Entrepreneur, Carpe Diem

As program director of the Georgia Mentor–Protégé Connection, Veronica Maldonado-Torres wears many hats: educator, psychologist, community builder, mentor, storyteller and entrepreneur.

For the past six years, she’s led the nation’s first state-sponsored small business development and leadership training program. To date, it has mentored more than 400 firms and helped create more than 1,000 jobs. But supplier diversity and economic development are polar opposite from the career she envisioned.

An “American Idol” (almost) in the making

Since age eight, Maldonado-Torres had dreamed of a singing career—and it came true while attending Florida International University. With a recording contract in hand, she returned home to Atlanta.
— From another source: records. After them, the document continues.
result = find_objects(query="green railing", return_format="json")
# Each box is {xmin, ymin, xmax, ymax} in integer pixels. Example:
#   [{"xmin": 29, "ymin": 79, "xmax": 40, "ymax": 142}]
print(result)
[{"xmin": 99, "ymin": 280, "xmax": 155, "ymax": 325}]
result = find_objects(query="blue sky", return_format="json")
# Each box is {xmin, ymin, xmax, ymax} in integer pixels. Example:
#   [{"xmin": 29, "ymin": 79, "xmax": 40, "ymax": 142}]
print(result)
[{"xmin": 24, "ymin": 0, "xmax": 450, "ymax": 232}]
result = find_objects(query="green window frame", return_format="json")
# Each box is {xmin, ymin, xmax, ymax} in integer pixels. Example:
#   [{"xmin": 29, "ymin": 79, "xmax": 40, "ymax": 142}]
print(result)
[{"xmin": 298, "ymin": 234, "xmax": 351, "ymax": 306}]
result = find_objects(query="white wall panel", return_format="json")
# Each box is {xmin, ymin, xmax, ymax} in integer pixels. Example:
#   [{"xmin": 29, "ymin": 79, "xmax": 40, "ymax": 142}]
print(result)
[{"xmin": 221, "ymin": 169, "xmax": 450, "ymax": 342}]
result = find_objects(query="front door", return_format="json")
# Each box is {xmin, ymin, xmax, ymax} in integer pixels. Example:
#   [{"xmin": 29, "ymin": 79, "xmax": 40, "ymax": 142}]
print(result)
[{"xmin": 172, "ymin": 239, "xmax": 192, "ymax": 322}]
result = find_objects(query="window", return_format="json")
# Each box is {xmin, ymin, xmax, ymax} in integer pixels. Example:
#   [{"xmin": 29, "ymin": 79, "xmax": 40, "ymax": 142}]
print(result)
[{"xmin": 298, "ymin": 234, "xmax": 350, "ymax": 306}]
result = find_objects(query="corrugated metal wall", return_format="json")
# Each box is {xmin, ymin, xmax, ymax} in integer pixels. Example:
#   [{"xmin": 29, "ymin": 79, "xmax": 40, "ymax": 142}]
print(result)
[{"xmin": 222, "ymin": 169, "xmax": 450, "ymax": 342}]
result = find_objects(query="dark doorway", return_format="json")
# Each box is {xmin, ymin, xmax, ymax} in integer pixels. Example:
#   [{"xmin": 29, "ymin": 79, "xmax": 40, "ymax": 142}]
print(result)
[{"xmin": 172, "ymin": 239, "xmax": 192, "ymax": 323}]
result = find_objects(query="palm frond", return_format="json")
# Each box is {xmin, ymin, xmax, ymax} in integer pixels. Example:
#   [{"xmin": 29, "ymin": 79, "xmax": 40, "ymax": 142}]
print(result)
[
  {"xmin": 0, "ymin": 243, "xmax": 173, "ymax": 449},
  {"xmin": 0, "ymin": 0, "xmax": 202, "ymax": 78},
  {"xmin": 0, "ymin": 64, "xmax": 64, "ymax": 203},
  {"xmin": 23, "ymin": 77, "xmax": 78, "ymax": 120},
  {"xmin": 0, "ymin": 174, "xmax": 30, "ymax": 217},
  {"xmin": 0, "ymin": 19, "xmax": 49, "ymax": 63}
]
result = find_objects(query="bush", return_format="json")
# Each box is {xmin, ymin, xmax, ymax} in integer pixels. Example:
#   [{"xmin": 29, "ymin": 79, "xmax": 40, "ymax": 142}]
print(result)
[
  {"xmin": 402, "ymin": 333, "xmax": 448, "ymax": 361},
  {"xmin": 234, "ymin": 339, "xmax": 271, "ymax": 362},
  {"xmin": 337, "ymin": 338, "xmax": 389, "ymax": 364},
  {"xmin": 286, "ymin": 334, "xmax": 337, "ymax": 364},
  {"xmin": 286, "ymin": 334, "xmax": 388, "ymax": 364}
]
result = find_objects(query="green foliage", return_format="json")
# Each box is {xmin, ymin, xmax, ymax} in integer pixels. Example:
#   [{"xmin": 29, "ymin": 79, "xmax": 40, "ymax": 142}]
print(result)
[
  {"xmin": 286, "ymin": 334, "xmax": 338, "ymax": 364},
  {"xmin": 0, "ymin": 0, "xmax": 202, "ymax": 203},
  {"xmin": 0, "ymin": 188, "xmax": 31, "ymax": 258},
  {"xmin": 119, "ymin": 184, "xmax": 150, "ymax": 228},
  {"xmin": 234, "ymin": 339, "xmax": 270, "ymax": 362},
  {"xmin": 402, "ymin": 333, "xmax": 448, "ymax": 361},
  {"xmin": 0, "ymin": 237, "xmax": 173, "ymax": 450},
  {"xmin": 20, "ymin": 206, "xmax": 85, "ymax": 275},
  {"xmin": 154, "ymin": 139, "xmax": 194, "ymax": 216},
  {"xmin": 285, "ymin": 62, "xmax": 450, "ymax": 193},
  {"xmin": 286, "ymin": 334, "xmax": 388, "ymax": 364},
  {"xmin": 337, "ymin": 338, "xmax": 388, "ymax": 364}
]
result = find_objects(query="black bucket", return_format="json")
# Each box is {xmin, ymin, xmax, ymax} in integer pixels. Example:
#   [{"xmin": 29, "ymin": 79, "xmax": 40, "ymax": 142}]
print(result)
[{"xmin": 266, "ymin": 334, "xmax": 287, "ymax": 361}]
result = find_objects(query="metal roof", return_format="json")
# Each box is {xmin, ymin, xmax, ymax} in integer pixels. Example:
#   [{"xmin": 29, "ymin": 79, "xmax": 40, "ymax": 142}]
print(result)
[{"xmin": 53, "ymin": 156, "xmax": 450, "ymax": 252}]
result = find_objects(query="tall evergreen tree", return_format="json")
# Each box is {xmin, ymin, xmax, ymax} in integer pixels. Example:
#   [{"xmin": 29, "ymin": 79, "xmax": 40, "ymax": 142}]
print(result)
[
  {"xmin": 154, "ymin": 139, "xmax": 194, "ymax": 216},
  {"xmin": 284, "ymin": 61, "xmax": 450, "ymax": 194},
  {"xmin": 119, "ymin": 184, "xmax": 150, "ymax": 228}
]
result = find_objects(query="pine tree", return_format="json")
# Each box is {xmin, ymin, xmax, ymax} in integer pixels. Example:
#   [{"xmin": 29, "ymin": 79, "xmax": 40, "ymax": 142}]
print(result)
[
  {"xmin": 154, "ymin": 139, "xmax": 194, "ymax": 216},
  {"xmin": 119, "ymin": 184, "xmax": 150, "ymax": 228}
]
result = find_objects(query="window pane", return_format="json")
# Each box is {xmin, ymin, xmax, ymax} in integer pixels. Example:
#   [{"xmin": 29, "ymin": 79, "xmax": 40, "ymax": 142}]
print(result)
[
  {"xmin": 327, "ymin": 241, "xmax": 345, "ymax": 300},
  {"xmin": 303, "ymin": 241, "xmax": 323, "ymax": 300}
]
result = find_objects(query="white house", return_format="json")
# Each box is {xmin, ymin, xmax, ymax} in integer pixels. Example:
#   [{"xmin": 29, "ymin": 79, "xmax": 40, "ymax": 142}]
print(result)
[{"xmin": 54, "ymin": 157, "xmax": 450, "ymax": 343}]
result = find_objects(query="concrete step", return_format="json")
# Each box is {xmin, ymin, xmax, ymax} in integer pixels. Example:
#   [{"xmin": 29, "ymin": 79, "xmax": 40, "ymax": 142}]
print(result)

But two years later, she left that dream behind.

“I wanted my performances to inspire hope and courage,” said the former “American Idol” competitor. “Instead, I found myself in an environment that didn’t allow me to control my own vision, the messages I shared or the image I wanted to project. I couldn’t be authentic.”

That experience set her on a new career path curating community events for an Atlanta ad agency. After learning everything about the music industry—in case she got another chance at stardom—she worked at EMI Records and Sony Music Norte in marketing and promotions.

“The transition to the business side was not intentional, but it brought me back to storytelling and music,” said Maldonado-Torres, one of the Atlanta Business Chronicle’s 2017 “40 Under 40” business and community leaders. “At EMI and Sony, I was doing the same thing with mom-and-pop retailers that I did with recording artists on tour: coaching them, helping them tell their stories and positioning their promotional messages.”

Road to supplier diversity

In 2006, she returned to the family business in Atlanta, InterPrint Communications, a well-established women and minority business enterprise, marketing/printing firm founded by her mother, Monica Maldonado. It brought her into supplier diversity and rekindled the desire to help diverse companies.

“I learned that one of the biggest challenges minority-owned firms face is scaling their businesses, how to create the infrastructure they need to enter strategic alliances and joint ventures,” said Maldonado-Torres.

Add to that challenge: the need to handle business risk, manage a multigenerational workforce, navigate the corporate supply chain, and keep up with technology—it can become overwhelming. She brought those first-hand insights into her work at the Latin American Association, an advocacy nonprofit where she was development manager, and at the Georgia Minority Supplier Development Council, where she served as director of strategic alliances and partnerships.

The calling to help small businesses also led Maldonado-Torres to branch out on her own. In 2011, she launched BizMaven Insights, a strategic consulting, marketing, public relations and leadership development firm serving small business CEOs and their companies. She later introduced “DRIVEN to THRIVE,” a personal and leadership development program.

I want to do everything possible to help people achieve their vision, but the process has to be transformative and strategic,” she said. “It has to push beyond comfortable.

Stepping out of comfort zones is not just hype. Maldonado-Torres recently became the only non-corporate member of the Hispanic Corporate Council of Atlanta, a consortium of Hispanic professional organizations. She also joined the board of The Assembly CID (Community Improvement District), a massive, potentially game-changing regional redevelopment of a former General Motors manufacturing plant northeast of Atlanta.


TO DATE, THE GEORGIA MENTOR PROTÉGÉ CONNECTION HAS MENTORED MORE THAN 400 FIRMS AND HELPED CREATE MORE THAN 1,000 JOBS.